Asim Shah

Thanks to an appointment by Mayor Sylvester Turner, and a unanimous vote by City Council, Asim A. Shah, MD is Houston Recovery Center’s newest board member and board chair.

Shah holds the Barbara & Corbin J. Robertson Jr. Chair in Psychiatry and is Executive Vice Chair and Professor of Psychiatry, Family and Community Medicine at Baylor College of Medicine, and Chief of Psychiatry for Ben Taub Hospital/Harris Health System. He also is Chief, Division of Community Psychiatry & Director of Mood Disorder Research Program at Ben Taub Hospital.  


Asim Shah 5Dr. Asim Shah’s life-long goal is to help people with mental illness – not only to decrease stigma around the word “mental” in mental health but also provide access to care to those who are uninsured but need services.

“As a psychiatrist I know that substance use and mental illness go hand-in-hand,” Shah relates. “A psychiatrist can better advocate about treatment of substance use disorder as it is our bread and butter, and we see it day-in and day-out.”

When Shah first started at Ben Taub 15 years ago, he was told the hospital didn’t treat substance use disorder. It was not included in the schedule of benefits. In the next few years, he worked to get it added. Stigma was so bad around substance use disorder, although it is an issue with two-thirds of all mental health population.

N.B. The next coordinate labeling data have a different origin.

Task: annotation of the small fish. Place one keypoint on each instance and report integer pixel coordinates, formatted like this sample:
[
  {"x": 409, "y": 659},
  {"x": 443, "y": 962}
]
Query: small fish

“My desire is to provide substance use, mental health, and psychiatric services to people who need services at the time they need services, without any stigma,” Shah relates. “I know it is a huge task, but together we can achieve a lot.”

Collaboration is the key to bigger goals and achievements, Shah says.

Asim Shah 6“Just yesterday we were talking about many collaborations between the sobering center and the Suboxone clinic,” Shah says. “So many things can be done together. That’s the beauty of these meetings and collaboration.”

Power of sobering centers

Shah believes sobering centers play a huge role in the community, because the needs are high and the stakes are high. Without insurance, these individuals have to access publicly funded programs, and the sobering center is one of them. He says if you catch this problem in the beginning, that’s when you can potentially treat the problem.

“Sobering centers, and programs like these, are essential needs for cities like Houston,” Shah relates. “I would say we need more sobering centers — one is not enough for Houston. But the one we have does a very good job with the resources it has, so that’s definitely appreciated.”

Changing trends

In the nearly 25 years since Shah’s residency, he has witnessed changing trends around substance use disorder. People are talking more openly about substance use, which is good. But he describes several bad things, as well. The biggest challenges now, he says, are 1) the rise of vaping, especially among teenagers, and 2) the under-recognition of the problem of marijuana.

“People are taking marijuana very lightly,” he relates. “It’s not legal in Texas, but we live in Texas. And it also can be mixed with something else that can cause problems. It may be mixed with Kush, for example, which can make you completely psychotic.”

Contribution to board

With Shah’s psychiatry background, he will be a strong advocate for the board around substance use disorder and take it to another level.

“Leonard (executive director) is your best advocate, of course,” Shah relates. “But I can enhance that advocacy and hopefully take it further. Together we can do more, and together we can help more and more people every day.”

Shah serves on additional boards and task forces including chair of Mental Health America of Greater Houston, Texana, The Alliance, chair of COVID-19 Mental Health Task Force for Fort Bend County, and co-chair, Public Health Committee, Mayor’s Health Equity Response Task Force.